Is Heroes the new Art? It’s also got a one-word title; it’s another established boulevard hit from Paris, again now translated by a leading English playwright (swap Christopher Hampton for Tom Stoppard), likewise directed by a hotshot young director (exchange Matthew Warchus for Thea Sharrock) and produced by David Pugh (who, after the success of Art that subsequently transferred to Broadway, now also has the powerful Shubert Organisation joining him above the title).
It, too, revolves around the friendship of three men, one of whom is – again – being played by Ken Stott (who even has a scene-stealing entrance to compare with the moment he owned in the earlier play) and is similarly played out in an interval-free 90 minutes. And the whole thing is being done again at Wyndham’s Theatre (albeit now under new ownership).
But there the comparisons must stop. If Art was an elegantly crafted study of a crisis of friendship that revolved around a seemingly blank canvas, this time it’s the play that fires blanks. And if it was once famously said of another French classic, Waiting for Godot, that it was a play in which nothing happened twice, Heroes is a play in which nothing much happens at all.
Here, as three veterans living out their days in a military hospital – who have been there for respectively 25 years, ten years and six months – convene daily on a walled terrace fringed by a line of trees, they pass their time, and ours, in rueful chatter and petty disagreements. All too predictably, it starts with reflections on the weather; if you hope for more originality to their conversational patter later on, you hope in vain.
Proceeding dully via the detailed recording of the everyday dramas of the birthdays and deaths of fellow residents, and a new arrival of a patient who shares the same birthday as one of them, we are meanwhile supposed to slowly build up our affection and interest in their characters through the quaint foibles they expose to each other, such as the penchant of Stott’s Philippe to pass out without warning, owing to a piece of shrapnel that became embedded in his head, from which he always rouses with the cry, “We’ll take them from the rear, captain”.

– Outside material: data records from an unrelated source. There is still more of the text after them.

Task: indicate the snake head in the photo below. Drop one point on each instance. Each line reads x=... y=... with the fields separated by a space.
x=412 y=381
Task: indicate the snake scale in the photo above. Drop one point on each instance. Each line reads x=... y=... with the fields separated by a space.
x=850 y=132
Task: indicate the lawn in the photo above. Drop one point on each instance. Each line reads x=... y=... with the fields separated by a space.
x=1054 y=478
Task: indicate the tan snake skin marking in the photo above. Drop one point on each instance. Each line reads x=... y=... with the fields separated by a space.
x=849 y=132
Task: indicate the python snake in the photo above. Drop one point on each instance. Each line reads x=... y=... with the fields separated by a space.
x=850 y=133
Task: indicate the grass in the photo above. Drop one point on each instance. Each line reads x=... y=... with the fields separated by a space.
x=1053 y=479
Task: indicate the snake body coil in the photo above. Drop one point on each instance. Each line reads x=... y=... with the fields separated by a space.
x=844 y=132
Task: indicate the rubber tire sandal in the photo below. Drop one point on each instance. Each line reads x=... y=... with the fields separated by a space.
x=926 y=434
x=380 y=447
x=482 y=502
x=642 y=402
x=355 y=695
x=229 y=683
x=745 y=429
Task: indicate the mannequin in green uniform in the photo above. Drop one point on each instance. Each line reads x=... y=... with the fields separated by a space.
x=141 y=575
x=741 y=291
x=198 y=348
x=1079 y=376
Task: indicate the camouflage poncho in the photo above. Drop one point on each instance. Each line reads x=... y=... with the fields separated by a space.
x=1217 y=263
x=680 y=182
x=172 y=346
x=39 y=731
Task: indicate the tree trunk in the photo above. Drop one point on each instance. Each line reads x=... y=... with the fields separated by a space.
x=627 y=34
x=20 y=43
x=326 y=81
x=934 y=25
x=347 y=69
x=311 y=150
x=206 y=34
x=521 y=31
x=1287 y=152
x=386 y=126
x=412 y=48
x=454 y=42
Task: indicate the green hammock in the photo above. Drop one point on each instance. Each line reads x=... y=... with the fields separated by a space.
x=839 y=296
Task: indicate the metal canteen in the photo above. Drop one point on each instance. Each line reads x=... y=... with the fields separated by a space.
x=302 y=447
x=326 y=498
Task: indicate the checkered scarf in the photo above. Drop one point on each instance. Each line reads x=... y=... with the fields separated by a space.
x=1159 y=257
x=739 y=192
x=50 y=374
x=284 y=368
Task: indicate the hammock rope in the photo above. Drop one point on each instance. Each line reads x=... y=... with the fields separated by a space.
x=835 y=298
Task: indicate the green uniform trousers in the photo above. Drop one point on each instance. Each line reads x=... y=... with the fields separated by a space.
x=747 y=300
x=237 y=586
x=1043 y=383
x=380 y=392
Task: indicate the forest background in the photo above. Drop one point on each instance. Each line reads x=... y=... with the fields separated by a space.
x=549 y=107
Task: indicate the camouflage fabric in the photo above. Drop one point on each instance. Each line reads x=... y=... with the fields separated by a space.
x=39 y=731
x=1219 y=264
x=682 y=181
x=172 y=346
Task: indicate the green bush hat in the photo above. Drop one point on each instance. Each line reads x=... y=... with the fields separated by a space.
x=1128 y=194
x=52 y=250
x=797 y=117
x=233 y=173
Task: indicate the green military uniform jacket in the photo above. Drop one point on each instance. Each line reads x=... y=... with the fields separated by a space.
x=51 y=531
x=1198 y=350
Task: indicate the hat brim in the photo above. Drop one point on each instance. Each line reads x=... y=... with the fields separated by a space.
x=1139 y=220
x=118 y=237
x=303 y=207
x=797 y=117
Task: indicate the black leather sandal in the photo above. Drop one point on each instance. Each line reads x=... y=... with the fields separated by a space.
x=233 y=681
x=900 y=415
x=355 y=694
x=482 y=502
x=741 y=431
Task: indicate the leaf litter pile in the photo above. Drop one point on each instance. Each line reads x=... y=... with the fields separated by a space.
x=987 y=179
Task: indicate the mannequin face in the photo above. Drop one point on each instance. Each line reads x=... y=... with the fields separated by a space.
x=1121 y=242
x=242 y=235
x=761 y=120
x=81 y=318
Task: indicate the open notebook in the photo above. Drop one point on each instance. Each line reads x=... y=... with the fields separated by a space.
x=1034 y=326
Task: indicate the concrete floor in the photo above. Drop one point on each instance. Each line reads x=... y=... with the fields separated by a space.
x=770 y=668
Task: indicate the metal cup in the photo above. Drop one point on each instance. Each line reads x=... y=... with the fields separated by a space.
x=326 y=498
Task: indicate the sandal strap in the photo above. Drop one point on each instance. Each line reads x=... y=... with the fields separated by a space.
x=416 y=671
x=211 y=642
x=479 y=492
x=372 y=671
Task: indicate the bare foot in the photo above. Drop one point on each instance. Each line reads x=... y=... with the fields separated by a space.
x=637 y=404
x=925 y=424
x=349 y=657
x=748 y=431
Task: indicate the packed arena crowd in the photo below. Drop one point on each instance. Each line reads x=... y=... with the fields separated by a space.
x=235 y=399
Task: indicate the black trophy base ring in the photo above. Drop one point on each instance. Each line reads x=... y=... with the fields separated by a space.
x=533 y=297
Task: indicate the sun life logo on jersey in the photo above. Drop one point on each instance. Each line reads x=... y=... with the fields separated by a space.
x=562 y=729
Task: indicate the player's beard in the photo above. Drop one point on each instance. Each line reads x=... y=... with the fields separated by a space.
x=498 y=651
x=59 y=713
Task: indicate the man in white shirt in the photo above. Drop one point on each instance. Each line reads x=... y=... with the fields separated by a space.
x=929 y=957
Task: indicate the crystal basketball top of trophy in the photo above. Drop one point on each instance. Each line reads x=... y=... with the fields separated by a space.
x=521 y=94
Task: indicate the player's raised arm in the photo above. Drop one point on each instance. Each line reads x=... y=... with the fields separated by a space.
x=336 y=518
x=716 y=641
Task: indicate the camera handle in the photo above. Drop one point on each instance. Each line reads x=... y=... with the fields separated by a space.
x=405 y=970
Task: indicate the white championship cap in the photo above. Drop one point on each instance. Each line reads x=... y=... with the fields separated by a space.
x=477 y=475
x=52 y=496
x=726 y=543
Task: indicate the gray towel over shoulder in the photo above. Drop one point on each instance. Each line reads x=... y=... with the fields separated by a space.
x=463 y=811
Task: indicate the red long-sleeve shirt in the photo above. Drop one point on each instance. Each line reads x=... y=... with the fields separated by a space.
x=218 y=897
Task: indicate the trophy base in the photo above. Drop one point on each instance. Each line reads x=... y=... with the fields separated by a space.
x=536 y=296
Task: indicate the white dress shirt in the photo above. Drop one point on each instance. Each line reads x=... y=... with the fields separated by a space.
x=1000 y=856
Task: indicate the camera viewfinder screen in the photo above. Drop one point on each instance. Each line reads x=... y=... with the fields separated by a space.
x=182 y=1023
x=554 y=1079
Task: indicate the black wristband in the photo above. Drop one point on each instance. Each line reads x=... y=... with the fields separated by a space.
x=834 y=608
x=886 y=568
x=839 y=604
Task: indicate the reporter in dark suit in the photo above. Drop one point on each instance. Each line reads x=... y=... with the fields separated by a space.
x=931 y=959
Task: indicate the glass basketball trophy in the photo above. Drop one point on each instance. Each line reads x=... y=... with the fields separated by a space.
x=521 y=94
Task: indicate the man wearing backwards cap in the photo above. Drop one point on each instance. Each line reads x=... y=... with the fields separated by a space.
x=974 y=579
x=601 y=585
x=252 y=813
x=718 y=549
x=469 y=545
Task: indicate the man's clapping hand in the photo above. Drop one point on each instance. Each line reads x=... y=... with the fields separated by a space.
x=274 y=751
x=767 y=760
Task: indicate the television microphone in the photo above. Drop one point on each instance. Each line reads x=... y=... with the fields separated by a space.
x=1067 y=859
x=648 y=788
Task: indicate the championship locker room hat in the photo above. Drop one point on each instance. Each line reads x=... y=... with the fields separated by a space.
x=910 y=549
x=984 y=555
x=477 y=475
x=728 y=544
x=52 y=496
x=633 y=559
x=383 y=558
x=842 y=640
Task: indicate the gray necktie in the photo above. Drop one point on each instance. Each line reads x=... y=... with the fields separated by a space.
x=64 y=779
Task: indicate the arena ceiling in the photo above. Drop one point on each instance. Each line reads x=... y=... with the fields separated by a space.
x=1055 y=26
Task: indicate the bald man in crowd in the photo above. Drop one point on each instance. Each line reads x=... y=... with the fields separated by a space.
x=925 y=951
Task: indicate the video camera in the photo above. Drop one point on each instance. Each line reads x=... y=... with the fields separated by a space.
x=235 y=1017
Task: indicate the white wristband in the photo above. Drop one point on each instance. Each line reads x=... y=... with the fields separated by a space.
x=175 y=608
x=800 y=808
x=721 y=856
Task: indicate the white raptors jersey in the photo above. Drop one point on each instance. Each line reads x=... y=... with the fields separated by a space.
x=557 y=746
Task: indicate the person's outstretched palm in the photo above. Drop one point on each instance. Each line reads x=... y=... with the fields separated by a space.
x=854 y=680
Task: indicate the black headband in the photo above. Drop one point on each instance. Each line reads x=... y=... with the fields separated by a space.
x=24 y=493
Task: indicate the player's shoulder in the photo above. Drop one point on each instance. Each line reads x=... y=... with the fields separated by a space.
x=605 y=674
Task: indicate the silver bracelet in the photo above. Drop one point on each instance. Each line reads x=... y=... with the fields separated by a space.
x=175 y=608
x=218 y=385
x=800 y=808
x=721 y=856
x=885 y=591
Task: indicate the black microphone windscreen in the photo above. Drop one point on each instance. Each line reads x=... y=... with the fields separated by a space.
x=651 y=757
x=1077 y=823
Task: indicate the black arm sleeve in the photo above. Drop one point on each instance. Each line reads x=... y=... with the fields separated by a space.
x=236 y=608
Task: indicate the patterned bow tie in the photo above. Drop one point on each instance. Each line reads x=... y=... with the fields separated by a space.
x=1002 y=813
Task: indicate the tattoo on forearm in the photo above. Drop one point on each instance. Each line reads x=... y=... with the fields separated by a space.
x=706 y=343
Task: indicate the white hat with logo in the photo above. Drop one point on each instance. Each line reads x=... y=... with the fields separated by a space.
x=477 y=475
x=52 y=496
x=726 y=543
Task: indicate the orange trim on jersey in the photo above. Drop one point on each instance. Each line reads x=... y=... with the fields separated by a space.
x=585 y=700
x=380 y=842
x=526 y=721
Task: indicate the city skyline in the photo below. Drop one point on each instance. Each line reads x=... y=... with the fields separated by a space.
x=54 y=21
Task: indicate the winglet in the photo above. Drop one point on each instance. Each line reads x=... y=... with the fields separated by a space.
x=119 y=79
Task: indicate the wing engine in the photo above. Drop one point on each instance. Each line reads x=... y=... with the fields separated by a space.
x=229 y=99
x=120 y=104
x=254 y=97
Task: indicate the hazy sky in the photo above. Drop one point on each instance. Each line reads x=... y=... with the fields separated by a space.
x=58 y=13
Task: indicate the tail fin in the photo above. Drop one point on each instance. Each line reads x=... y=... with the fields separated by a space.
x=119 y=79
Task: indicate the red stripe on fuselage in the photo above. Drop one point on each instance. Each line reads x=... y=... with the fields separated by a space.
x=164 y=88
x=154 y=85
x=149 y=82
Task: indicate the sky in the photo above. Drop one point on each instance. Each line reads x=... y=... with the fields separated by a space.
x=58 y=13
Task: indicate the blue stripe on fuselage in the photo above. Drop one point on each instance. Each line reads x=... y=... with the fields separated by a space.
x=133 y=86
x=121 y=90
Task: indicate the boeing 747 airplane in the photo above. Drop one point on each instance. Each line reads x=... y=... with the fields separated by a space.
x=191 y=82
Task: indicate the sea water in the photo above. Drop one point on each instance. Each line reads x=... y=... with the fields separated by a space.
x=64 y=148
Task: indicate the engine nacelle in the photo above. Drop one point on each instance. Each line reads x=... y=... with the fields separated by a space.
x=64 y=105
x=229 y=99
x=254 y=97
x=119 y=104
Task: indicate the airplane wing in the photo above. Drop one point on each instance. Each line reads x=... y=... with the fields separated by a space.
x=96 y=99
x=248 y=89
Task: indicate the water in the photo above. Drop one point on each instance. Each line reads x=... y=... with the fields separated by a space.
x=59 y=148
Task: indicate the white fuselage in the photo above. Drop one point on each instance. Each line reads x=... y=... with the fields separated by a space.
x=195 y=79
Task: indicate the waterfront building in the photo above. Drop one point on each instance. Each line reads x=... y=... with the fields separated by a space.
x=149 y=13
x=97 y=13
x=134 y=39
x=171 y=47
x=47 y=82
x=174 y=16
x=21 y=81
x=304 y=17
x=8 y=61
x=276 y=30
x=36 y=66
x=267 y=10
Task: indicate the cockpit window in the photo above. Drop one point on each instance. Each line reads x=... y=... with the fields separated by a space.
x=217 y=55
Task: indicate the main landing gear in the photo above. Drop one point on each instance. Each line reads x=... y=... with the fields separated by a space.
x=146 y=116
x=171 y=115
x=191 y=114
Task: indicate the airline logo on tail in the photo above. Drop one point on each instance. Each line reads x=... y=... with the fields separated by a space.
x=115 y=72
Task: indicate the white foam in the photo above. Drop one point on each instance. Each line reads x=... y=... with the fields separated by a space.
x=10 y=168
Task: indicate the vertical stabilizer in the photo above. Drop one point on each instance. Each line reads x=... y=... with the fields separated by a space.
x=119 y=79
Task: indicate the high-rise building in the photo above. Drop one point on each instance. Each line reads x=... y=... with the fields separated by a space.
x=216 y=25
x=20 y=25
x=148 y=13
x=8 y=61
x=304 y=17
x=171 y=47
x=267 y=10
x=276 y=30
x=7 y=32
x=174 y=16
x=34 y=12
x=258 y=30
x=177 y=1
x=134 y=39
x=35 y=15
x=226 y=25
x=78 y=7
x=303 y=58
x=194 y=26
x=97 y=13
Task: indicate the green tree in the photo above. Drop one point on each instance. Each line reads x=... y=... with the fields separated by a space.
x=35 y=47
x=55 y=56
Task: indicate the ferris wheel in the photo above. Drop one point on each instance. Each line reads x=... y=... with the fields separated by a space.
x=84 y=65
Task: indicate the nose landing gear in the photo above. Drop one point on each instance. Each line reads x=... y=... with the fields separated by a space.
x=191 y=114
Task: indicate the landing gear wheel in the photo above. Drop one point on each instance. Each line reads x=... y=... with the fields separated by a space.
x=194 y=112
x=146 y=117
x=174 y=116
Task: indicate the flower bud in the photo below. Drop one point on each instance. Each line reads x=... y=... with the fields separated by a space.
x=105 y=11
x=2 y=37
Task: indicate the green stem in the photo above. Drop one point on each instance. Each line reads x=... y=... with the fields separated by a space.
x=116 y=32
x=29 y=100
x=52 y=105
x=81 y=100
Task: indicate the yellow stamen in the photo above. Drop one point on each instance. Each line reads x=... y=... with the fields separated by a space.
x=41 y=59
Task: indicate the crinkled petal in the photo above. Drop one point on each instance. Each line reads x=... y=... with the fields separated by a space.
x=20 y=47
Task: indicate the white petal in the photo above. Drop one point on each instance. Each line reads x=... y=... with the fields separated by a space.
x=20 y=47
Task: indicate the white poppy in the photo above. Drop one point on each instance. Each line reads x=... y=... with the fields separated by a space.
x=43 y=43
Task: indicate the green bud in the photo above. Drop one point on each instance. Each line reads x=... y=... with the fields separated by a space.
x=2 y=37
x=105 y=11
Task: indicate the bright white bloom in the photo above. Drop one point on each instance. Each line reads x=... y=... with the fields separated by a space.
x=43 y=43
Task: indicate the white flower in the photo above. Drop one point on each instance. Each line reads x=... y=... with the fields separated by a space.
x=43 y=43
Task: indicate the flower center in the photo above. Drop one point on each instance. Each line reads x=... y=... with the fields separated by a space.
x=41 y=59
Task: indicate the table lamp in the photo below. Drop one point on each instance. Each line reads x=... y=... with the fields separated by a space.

The eventual pay-off of this joke is hardly worth waiting for. But the casting, at least, keeps us awake if not actively engaged. Joining Stott are two of our most eccentrically individual actors, Richard Griffiths and John Hurt (only Edward Fox can beat them in the oddness stakes). The combination of their bluff and bluster – Griffiths like a huge walrus, Hurt like an elegant whippet – keeps the play buoyant. Stott is once again cast as a kind of go-between: “Don’t make me take sides – I can’t stand it!”, he cries, in an almost identical echo of his predicament in Art.
But even if the laughs flow freely in Stoppard’s translation, it doesn’t add up to much. While a stone statue of a dog makes an improbable fourth character, it’s the only one that isn’t barking here.